Republican candidates for the Senate tend to dwell on the supposed threats from foreign competition. They don’t say enough about the real opportunities being created for workers, companies, and families in the Keystone State.

Pittsburgh’s transformation from a gritty “Steel City” to a center of technology, medicine, and higher education shows the path forward. Today the city is known less for steel and more for the “eds and meds” of Carnegie Mellon University and the University of Pittsburgh medical system. It has also become a hub of high-tech research on robotics and self-driving cars.

Candidates aspiring to represent the state in Congress should be talking about how to build on that success, not how to restore a mythical past through tariffs on steel imported from allies and neighbors. Tariffs are hurting important Pennsylvania industries such as gas and oil production.

One out of five jobs in Pennsylvania depend on trade with the rest of the world, both imports and exports, according to the Business Roundtable (BRT). In 2019, more than $41 billion in goods were exported from the state, with chemicals, computer and electronic products, primary metal manufactures, machinery, and transportation equipment leading the way. The top three export markets for Pennsylvania products are Canada, Mexico, and China.

Empowered by the internet and small-package delivery services, more and more Pennsylvania companies are cracking global markets. According to the U.S. Census, in 2020 there were 14,889 companies across the state that export — 88% of them small and medium-sized enterprises with fewer than 500 employees.

Global markets are also key for Pennsylvania farmers. In 2020, according to the U.S. Department of Agriculture, state farmers exported more than $2 billion worth of products, with dairy, soybeans, poultry, pork, and corn among the top commodities.

When foreigners are not buying Pennsylvania’s exports, they’re investing in the more than 1,100 foreign-owned affiliates operating in the state. According to the Global Business Alliance, foreign-owned companies employ 329,000 Pennsylvania workers, one-third of them in manufacturing. Major investors in the state include Akzo Nobel Coatings Inc. (Netherlands) located in Reading; BAE Systems Inc. (United Kingdom) in West Manchester Township; and Domtar Paper Company (Canada) in DuBois and Johnsonburg.

Imports also benefit the people of Pennsylvania. Millions of low and middle-income families across the state can stretch their budgets further because of more affordable imports of food, clothing, footwear, furniture, and personal electronics.

Producers also benefit from imports and global supply chains.
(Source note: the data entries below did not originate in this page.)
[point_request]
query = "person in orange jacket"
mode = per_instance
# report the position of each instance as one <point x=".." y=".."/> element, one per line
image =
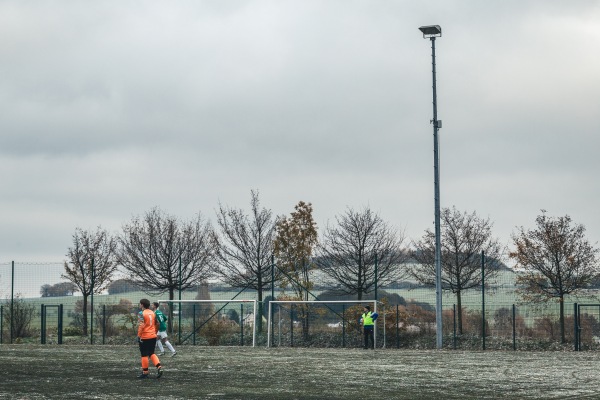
<point x="147" y="328"/>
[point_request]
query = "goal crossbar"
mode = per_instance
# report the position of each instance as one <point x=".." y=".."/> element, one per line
<point x="254" y="302"/>
<point x="374" y="302"/>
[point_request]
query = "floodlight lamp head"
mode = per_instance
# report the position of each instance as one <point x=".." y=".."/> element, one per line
<point x="431" y="31"/>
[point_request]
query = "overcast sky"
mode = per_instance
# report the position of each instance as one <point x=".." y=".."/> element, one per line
<point x="111" y="108"/>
According to the BRT, “In 2018, 60% of Pennsylvania goods imports were raw materials, components and parts that are used by U.S. manufacturers to stay competitive.”

When aspiring politicians do talk about trade, they tend to emphasize the negative. It’s true that some industries have declined and factories have closed because of foreign competition, but the benefits to Pennsylvania as a whole have outweighed the transitory adjustments.

Pennsylvania’s steel industry, for example, began its decline in the 1960s, long before the United States joined such trade deals as the North American Free Trade Agreement in 1994, or China entered the World Trade Organization in 2000. Much of the state has moved on to embrace the growing industries of the 21st century and the better paying and sustainable jobs they’ve created.

Pennsylvania’s future is on the ballot in 2022. In the primaries later this month and the general election in November, candidates and voters alike should focus — not on bygone elections or industries — but on building a brighter future for the commonwealth in an increasingly high-tech and globally connected economy.